Arbour has received 40 honorary degrees throughout her legal career
For her outstanding contributions to criminal justice system and the protection of human rights, Louise Arbour, a retired Justice of the Supreme Court of Canada, is 2021 recipient of the Toronto Lawyers Association’s Award of Distinction.
“Louise Arbour’s long-standing contribution to the practice of law is universally acknowledged. She is recognized throughout Canada and internationally as a champion of human rights and perpetual seeker of truth and justice,” Michael White, TLA board president, said in an announcement.
The TLA’s Award of Distinction is conferred annually on a Toronto lawyer who has demonstrated a record of excellence and made an exceptional contribution to the integrity of the law and legal profession.
Arbour earned her law degree at University of Montreal. She was admitted to the Ontario bar in 1977, appointed to – what was then called – the Ontario Supreme Court in 1987, and to the Ontario Court of Appeal in 1990.
In 1995, she became the commissioner of an inquiry into the Prison for Women in Kingston, Ontario. During her term, she produced the ground-breaking report which accelerated the move towards modern institutions specifically designed to meet the security and programming needs of women inmates. In 1996, she worked as the chief prosecutor of war crimes before the International Criminal Tribunals for Rwanda and the former Yugoslavia.
In 1999, Arbour sat on the Supreme Court of Canada. After her judiciary stint, she served as the UN human rights commissioner from 2004 to 2008.
For her notable contributions to the Canadian justice system, Arbour was named a companion to the Order of Canada in 2007. In 2009, she was made a grand officer of the National Order of Quebec.
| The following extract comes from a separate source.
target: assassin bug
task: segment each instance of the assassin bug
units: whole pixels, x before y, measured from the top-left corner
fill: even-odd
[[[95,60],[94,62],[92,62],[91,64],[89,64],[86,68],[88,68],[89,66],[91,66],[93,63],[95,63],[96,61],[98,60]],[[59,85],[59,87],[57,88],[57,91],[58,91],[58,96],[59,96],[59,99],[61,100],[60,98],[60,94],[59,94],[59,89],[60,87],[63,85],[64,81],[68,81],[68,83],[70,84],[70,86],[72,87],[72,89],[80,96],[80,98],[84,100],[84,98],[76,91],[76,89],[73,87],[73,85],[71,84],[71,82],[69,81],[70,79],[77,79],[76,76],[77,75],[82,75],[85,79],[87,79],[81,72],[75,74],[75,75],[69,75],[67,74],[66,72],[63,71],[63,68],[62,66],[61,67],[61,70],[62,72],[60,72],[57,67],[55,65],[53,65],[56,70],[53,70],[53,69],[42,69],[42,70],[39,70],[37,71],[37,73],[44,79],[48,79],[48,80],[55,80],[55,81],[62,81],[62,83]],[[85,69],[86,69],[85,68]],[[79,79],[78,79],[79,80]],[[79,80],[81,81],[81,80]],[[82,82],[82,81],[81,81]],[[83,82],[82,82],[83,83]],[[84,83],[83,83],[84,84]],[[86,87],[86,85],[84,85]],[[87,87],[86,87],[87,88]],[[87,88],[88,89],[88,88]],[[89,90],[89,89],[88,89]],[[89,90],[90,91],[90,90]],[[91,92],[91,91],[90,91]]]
She also became affiliated with numerous prominent societies and organizations, such as the World Bank, Global Commission on Elections, Democracy and Security and Global Commission on Drug Policy from 2009 to 2011.
Throughout her legal career, Arbour has received 40 honorary degrees, including the Franklin D. Roosevelt Freedom from Fear Award and the French Legion of Honour. She was also awarded the North-South Prize and the Tang Prize Rule of Law for her significant contributions to international criminal justice and the safeguard of human rights.
In 2021, Arbour was tapped by the Department of National Defence to investigate allegations of sexual harassment and misconduct in the military.
“Her passion and knowledge of the criminal justice system has always been valued by students, recently called, and established lawyers who share her quest for social justice. She epitomizes the dedication, empathy and pursuit of justice to which we aspire in our profession,” White said in the announcement.